Aug 19, 2011 22:55
I feel really out of sorts right now, and my mom pegged it to "not fitting" and maybe that's true.
Went back to my high school today when school was in session. Yes, I was showered with love and affection and everything by friends, which is great... but its so weird to go back to school and not go there. I mean, it feels like a completely different school than it was when I went there now. And activities I used to be part of are taking off and its not like I have anything to show for college. I haven't started anything new yet 'cause I'm not there.
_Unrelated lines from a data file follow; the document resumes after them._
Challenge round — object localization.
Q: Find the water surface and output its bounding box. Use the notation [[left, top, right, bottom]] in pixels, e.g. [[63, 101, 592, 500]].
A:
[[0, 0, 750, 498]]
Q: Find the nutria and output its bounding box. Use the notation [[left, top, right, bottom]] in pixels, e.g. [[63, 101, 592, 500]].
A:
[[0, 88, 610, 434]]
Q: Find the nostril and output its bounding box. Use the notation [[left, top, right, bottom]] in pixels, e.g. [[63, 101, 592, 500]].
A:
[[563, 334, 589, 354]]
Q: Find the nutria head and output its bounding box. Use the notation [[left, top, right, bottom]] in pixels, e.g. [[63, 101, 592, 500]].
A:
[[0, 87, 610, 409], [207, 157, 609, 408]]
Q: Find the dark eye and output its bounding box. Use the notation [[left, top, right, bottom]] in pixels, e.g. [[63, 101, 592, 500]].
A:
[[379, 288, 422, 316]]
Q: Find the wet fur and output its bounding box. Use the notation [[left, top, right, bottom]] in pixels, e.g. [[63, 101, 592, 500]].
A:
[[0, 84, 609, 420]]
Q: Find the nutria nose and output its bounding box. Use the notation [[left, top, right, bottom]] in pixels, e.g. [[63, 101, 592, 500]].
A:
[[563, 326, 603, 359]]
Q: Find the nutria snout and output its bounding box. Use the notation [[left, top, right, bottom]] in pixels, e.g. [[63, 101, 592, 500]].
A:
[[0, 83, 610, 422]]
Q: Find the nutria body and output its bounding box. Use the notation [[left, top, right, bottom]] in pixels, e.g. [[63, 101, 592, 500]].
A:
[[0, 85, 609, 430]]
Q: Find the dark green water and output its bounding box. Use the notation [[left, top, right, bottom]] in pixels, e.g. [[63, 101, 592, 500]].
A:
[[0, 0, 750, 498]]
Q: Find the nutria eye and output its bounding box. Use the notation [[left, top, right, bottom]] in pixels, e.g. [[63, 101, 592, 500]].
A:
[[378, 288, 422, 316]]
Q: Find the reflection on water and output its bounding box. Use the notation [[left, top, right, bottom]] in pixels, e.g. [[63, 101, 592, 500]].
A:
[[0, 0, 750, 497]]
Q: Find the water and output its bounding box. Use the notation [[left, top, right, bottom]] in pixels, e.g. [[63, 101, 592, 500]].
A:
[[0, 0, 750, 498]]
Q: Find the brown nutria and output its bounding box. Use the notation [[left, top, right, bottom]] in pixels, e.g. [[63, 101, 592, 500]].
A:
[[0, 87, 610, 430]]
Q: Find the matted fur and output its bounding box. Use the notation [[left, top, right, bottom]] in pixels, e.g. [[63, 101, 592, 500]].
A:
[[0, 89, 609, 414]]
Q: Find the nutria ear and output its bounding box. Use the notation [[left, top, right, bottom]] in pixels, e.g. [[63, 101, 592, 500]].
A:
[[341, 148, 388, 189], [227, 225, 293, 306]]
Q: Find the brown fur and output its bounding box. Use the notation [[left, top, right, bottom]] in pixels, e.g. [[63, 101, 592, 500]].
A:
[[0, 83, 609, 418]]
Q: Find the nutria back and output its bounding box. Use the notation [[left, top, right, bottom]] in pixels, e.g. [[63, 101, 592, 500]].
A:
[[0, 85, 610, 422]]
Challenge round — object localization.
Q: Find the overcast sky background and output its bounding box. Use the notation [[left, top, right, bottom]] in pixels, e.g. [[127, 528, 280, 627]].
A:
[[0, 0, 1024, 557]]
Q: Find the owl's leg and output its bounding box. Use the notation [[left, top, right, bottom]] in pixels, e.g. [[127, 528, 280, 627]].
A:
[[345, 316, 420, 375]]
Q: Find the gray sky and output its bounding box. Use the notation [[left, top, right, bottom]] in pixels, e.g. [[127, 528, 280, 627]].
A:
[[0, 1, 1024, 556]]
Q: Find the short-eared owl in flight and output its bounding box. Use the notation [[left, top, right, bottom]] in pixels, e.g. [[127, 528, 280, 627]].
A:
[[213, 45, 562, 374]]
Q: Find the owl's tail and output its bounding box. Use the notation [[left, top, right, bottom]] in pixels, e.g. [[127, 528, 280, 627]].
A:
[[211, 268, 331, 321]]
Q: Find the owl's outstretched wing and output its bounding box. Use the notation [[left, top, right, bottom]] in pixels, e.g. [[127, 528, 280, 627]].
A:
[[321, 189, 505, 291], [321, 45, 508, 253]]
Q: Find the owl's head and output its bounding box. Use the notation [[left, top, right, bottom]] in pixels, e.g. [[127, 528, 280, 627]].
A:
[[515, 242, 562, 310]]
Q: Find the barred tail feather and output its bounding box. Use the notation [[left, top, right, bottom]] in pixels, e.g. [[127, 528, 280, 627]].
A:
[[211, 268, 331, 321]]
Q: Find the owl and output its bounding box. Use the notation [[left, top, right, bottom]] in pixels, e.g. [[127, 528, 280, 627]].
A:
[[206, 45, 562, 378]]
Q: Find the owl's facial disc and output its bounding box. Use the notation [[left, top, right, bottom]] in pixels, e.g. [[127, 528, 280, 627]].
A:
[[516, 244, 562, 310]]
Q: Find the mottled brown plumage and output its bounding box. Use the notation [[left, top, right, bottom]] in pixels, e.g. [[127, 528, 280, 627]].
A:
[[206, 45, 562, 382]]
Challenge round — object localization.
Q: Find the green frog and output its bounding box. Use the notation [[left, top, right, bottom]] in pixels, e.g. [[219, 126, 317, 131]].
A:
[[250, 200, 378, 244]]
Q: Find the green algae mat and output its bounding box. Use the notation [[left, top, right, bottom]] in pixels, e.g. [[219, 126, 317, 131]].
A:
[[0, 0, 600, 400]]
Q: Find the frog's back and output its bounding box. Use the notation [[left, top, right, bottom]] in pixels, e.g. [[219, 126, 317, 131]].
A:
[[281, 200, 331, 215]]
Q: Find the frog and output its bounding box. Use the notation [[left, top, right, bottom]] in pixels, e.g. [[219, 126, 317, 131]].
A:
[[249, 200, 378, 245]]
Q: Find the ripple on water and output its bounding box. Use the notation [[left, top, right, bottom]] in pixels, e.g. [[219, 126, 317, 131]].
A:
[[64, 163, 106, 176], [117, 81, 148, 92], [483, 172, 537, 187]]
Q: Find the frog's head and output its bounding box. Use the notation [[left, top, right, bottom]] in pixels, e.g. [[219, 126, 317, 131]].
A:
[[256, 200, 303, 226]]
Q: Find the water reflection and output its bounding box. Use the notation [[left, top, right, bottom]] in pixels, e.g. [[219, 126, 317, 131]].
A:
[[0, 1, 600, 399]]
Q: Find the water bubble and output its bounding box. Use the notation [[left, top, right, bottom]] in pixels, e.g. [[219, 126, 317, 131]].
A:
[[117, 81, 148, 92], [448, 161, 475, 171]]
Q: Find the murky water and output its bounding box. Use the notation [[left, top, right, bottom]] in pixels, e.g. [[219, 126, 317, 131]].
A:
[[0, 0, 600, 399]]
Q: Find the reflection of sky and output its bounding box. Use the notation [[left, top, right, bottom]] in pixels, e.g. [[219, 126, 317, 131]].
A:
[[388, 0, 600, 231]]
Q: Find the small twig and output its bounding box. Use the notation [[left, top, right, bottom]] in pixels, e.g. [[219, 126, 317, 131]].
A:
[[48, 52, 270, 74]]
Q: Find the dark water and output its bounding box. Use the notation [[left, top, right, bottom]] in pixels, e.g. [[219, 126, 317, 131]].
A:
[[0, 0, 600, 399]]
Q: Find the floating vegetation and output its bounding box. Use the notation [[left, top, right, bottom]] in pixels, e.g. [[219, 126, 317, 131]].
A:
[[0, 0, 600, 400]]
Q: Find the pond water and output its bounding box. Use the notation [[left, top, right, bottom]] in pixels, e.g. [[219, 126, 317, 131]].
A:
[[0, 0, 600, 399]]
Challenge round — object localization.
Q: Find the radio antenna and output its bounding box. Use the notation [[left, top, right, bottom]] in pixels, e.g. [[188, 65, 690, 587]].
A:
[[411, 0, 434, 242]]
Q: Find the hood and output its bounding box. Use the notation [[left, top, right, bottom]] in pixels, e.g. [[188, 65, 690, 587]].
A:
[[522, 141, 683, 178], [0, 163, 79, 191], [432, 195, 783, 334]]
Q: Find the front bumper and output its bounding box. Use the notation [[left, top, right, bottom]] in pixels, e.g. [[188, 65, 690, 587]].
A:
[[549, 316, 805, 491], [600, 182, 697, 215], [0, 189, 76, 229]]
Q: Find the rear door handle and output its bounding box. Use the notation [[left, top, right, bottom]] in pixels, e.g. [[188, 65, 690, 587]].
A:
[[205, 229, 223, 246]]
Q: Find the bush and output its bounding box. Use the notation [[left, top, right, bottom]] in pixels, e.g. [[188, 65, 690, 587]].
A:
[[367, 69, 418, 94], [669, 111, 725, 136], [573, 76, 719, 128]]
And I just feel weird... I mean, Anime Club was planned and everything and I got asked one question during the whole thing, indirectly. I guess I was just.... hoping someone might want my notes or something but I guess I'm old news.
Feels weird to be the old one and kinda be out to the curb a bit on high school. And I don't know if I really wanna go back again before school starts, even though I promised I would... It just makes me feel lkinda depressed and I can't afford to already be homesick when I haven't even left yet.
And I need to pack this weekend as in the words of my mom "Just because you don't pack doesn't mean we're not leaving on Wednesday".
In the meantime, I leave for school on Wednesday. And while I'm super-psyched about all that its gonna be weird. Parents get kicked out on Thursday. And.. yup, that's it. Guess here's to not being forgotten while I"m away XD (as I'm really the only one going away. Everyone else is still nearby ><.
And hiatus starting next Wednesday until maybe Sat-Sunday or longer. Gotta get adjusted.